Weekly Roundup, January 22, 2016

Did you miss your Supreme Court news this week? Let our Weekly Roundup help. (To stay on top of the latest Supreme Court happenings, follow ISCOTUS on Twitter.)

The biggest news of the week: the Court announced on Tuesday that it would review a challenge to Obama’s deferred-action policy for undocumented immigrants. The Court’s move—which was widely expected—generated commentary from NPR, The Wall Street Journal, The Economist, The Atlantic, and The New Republic, among many others.

The week of oral arguments in the Supreme Court began with a strange one.  In Heffernan v. City of Paterson the Court considered whether a police officer who had made no effort to exercise his First Amendment right to free expression would nonetheless receive its protections when he was demoted because his bosses wrongly thought he spoke out against them.

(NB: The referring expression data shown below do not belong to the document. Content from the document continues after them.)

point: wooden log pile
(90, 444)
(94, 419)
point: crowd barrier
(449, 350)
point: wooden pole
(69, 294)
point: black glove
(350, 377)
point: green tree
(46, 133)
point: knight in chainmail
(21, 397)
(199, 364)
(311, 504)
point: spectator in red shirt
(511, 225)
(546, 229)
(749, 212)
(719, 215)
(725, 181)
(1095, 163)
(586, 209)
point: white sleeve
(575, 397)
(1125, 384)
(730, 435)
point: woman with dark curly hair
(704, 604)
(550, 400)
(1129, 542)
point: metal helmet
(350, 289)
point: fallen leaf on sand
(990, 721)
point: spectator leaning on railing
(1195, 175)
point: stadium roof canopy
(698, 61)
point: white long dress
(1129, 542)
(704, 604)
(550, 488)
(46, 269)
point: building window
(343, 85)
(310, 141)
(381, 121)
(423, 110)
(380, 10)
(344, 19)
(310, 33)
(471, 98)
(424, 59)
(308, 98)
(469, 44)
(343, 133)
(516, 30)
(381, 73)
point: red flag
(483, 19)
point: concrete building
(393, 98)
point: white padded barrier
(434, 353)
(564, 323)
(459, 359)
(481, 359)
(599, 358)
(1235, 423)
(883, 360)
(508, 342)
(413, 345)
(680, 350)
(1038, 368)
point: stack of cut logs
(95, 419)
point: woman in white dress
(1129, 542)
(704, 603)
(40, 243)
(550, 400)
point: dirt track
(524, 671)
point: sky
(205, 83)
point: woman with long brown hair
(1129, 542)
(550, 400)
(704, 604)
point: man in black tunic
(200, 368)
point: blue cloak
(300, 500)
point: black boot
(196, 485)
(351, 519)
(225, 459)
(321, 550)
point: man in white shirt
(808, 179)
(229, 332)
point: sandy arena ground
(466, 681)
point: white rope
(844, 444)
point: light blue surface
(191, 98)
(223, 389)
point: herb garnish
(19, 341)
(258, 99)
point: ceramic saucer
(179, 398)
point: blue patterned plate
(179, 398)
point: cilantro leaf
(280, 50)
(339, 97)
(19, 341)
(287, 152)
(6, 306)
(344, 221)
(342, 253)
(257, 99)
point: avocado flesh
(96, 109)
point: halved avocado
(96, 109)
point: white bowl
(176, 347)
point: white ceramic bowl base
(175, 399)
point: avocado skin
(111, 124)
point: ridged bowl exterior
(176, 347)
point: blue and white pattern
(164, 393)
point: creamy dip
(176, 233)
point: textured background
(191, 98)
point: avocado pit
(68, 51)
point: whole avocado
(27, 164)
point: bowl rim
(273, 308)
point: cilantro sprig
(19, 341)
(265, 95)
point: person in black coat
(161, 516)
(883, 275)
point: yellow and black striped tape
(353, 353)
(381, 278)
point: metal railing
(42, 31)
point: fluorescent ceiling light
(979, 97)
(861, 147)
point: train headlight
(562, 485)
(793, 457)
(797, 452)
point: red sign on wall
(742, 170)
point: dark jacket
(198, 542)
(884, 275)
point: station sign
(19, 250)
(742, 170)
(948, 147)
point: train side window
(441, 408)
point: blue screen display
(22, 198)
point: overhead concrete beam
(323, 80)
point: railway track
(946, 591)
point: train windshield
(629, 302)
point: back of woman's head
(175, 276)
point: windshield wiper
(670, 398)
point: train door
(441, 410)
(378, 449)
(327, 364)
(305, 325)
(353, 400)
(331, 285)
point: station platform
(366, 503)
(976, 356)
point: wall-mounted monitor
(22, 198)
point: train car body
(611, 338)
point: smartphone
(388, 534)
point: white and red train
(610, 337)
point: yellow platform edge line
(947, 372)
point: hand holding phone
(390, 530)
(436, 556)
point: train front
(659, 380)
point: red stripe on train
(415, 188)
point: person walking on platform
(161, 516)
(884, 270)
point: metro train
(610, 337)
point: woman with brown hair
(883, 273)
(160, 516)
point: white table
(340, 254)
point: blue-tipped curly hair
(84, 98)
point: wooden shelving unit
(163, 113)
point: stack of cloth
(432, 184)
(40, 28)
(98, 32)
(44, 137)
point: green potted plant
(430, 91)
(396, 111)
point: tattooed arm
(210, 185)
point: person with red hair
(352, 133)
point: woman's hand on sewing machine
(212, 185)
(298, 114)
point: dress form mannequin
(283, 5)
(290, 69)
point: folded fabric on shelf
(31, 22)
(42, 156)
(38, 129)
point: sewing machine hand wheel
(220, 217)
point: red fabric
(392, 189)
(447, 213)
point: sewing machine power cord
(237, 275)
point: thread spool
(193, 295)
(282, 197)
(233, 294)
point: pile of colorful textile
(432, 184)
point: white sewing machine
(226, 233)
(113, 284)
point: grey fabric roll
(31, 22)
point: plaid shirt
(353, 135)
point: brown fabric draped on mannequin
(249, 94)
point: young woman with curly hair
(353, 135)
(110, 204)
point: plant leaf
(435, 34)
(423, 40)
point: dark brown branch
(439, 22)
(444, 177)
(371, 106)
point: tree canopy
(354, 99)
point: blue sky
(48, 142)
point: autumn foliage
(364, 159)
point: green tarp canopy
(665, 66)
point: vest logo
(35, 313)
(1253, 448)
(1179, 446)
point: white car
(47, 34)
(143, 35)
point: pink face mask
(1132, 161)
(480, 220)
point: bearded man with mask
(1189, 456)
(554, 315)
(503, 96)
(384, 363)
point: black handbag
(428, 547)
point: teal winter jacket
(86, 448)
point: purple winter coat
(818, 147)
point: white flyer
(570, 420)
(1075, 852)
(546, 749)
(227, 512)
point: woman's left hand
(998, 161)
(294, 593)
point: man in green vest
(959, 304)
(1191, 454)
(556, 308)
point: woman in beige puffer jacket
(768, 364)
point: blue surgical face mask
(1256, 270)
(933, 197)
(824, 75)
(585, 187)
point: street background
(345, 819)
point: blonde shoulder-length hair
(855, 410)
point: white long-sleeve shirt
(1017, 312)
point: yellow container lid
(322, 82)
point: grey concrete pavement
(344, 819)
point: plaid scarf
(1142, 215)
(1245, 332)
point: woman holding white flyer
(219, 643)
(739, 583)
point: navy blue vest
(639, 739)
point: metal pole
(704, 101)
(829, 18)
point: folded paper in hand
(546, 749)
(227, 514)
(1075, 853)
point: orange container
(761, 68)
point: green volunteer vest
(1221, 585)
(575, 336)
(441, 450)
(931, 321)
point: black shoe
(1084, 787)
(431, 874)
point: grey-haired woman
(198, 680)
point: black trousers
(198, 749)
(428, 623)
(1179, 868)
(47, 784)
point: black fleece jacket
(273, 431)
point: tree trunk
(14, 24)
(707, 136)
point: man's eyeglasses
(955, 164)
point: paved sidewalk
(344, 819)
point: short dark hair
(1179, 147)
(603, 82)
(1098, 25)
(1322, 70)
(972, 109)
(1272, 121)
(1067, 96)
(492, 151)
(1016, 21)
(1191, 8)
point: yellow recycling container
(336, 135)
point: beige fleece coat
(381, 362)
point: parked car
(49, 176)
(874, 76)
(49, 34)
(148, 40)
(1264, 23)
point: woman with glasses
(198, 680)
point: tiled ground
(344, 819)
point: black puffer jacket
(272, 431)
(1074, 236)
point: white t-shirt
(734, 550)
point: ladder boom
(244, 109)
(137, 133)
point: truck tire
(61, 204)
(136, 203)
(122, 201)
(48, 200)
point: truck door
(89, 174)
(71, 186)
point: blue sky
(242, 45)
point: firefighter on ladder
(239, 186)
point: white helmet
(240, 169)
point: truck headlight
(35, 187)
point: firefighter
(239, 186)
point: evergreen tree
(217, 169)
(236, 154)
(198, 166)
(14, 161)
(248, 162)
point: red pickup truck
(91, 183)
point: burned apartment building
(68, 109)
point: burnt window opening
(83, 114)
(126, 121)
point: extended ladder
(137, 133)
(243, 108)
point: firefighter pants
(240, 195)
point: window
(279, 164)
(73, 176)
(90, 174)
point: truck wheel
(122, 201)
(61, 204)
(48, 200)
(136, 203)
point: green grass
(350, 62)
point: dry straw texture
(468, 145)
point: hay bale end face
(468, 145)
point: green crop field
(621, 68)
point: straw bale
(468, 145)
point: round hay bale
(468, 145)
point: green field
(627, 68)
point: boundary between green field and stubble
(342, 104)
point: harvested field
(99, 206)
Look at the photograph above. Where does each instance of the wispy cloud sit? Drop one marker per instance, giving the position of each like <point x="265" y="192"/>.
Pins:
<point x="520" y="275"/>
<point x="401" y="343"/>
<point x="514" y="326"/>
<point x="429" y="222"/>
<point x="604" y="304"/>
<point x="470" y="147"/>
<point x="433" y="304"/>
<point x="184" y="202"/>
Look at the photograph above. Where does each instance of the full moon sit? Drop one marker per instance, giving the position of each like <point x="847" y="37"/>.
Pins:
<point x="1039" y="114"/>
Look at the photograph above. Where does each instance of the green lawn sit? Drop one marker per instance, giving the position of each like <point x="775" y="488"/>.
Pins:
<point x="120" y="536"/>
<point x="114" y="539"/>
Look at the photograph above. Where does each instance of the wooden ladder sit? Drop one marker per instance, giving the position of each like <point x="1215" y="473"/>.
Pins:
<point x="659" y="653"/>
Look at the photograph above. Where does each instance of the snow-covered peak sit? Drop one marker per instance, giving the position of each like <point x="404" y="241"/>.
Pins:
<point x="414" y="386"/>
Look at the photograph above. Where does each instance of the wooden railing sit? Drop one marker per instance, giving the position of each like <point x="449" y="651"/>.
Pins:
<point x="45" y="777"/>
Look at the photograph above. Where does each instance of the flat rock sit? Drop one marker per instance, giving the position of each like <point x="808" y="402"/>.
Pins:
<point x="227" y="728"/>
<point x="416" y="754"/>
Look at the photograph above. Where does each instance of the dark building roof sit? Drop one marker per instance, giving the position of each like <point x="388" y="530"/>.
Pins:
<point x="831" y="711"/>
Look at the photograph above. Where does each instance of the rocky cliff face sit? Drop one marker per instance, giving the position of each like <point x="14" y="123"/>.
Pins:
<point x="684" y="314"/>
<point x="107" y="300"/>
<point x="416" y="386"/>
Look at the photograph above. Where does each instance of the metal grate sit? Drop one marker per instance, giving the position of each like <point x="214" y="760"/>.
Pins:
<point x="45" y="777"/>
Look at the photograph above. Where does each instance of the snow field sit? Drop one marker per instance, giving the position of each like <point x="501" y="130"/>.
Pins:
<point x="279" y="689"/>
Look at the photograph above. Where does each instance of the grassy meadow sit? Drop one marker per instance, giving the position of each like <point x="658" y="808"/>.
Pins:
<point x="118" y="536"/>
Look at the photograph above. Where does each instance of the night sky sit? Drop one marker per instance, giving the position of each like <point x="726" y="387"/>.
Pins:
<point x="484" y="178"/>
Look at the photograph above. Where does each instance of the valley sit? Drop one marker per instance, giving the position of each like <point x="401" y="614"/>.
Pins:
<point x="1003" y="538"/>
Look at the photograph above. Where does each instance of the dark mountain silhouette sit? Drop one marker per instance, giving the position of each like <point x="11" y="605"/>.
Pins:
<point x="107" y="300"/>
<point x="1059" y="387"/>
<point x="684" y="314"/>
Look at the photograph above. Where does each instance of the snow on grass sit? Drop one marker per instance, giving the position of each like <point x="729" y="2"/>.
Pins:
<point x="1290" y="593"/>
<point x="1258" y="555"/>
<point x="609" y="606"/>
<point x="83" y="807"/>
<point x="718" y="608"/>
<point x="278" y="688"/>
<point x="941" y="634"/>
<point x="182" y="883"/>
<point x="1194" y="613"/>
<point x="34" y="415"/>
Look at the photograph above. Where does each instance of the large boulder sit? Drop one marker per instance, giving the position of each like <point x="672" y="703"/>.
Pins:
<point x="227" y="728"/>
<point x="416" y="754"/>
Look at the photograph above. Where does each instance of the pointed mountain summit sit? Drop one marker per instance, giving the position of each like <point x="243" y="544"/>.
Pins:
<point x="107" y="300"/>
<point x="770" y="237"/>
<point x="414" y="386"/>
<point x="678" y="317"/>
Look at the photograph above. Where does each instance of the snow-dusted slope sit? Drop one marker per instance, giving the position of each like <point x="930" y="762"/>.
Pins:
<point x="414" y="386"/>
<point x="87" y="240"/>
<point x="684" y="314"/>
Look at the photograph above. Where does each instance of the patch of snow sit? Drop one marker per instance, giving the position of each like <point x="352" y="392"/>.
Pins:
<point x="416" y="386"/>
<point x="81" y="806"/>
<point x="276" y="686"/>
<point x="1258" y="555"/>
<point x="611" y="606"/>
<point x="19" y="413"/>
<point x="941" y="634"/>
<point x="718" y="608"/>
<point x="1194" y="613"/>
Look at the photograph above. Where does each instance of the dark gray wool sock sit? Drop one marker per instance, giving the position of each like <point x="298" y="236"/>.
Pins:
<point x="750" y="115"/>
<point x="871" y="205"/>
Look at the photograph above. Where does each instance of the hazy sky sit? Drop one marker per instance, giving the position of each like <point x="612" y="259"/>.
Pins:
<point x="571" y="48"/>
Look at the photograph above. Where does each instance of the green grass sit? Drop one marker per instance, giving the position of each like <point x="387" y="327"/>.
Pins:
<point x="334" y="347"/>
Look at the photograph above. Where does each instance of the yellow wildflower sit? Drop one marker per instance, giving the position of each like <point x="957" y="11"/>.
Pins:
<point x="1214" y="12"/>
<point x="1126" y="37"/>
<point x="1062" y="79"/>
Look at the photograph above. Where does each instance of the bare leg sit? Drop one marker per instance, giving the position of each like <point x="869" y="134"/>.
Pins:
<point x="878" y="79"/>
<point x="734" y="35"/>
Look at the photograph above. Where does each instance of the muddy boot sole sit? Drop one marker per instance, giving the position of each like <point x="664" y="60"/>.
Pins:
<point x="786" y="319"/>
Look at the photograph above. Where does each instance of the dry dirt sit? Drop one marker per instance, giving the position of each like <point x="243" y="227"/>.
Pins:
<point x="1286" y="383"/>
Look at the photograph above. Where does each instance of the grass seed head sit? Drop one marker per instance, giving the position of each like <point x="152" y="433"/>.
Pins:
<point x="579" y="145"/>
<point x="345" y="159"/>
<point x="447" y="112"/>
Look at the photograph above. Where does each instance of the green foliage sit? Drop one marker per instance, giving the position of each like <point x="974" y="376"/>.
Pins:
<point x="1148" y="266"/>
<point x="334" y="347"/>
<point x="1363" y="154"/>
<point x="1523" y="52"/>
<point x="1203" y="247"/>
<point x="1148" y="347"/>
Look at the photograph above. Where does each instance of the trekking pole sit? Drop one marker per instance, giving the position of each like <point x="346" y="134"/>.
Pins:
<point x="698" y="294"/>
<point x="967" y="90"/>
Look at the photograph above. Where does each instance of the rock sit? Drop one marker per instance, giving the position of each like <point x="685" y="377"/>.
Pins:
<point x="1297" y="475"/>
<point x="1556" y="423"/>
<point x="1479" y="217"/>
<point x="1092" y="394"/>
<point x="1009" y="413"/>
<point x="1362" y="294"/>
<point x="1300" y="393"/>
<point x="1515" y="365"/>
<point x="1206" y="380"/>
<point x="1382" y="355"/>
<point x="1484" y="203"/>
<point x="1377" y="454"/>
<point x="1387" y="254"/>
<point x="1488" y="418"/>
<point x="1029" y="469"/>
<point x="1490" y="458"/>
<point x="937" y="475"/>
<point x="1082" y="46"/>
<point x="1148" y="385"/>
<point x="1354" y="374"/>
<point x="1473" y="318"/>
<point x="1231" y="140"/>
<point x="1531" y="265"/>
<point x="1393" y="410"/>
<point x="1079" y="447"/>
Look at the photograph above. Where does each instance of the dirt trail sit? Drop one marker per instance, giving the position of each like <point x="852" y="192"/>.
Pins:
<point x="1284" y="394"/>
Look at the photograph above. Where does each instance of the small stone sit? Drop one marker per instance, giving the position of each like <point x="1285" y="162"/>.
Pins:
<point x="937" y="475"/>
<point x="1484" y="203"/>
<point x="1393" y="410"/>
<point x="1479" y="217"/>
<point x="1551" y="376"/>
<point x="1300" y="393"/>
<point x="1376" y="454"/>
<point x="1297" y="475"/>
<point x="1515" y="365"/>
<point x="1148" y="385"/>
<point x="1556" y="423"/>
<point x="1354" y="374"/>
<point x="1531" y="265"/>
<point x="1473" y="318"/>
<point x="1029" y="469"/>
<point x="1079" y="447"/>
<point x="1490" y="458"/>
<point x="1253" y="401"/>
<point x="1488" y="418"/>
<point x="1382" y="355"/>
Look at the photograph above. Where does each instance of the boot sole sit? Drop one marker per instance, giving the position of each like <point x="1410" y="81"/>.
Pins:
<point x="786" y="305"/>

The argument received coverage from The Washington Post, NPR, and Education Week. There was also further commentary from The Economist and National Review.

Buzzfeed reported on Justice Breyer’s recent call to reconsider the constitutionality of the death penalty. According to Breyer, inmate Christopher Brooks’ request to halt his execution “underscores the need to reconsider the validity of capital punishment under the Eighth Amendment.”

On Wednesday, in Kansas v. Carr and Kansas v. Gleason, the Supreme Court ruled against three inmates who “committed acts of ‘almost inconceivable cruelty and depravity’.” Coverage from the New York Times, BloombergView, and NPR.

The Atlantic reported on an algorithm designed to determine the authorship of the Court’s unsigned opinions. Some of the justices’ tells: the Chief Justice likes to start sentences with “here” and end them with “the first place”; one of Justice Breyer favored phrases is “in respect to”; and Justice Scalia tends to start sentences with “of course” and writes “utterly” a lot.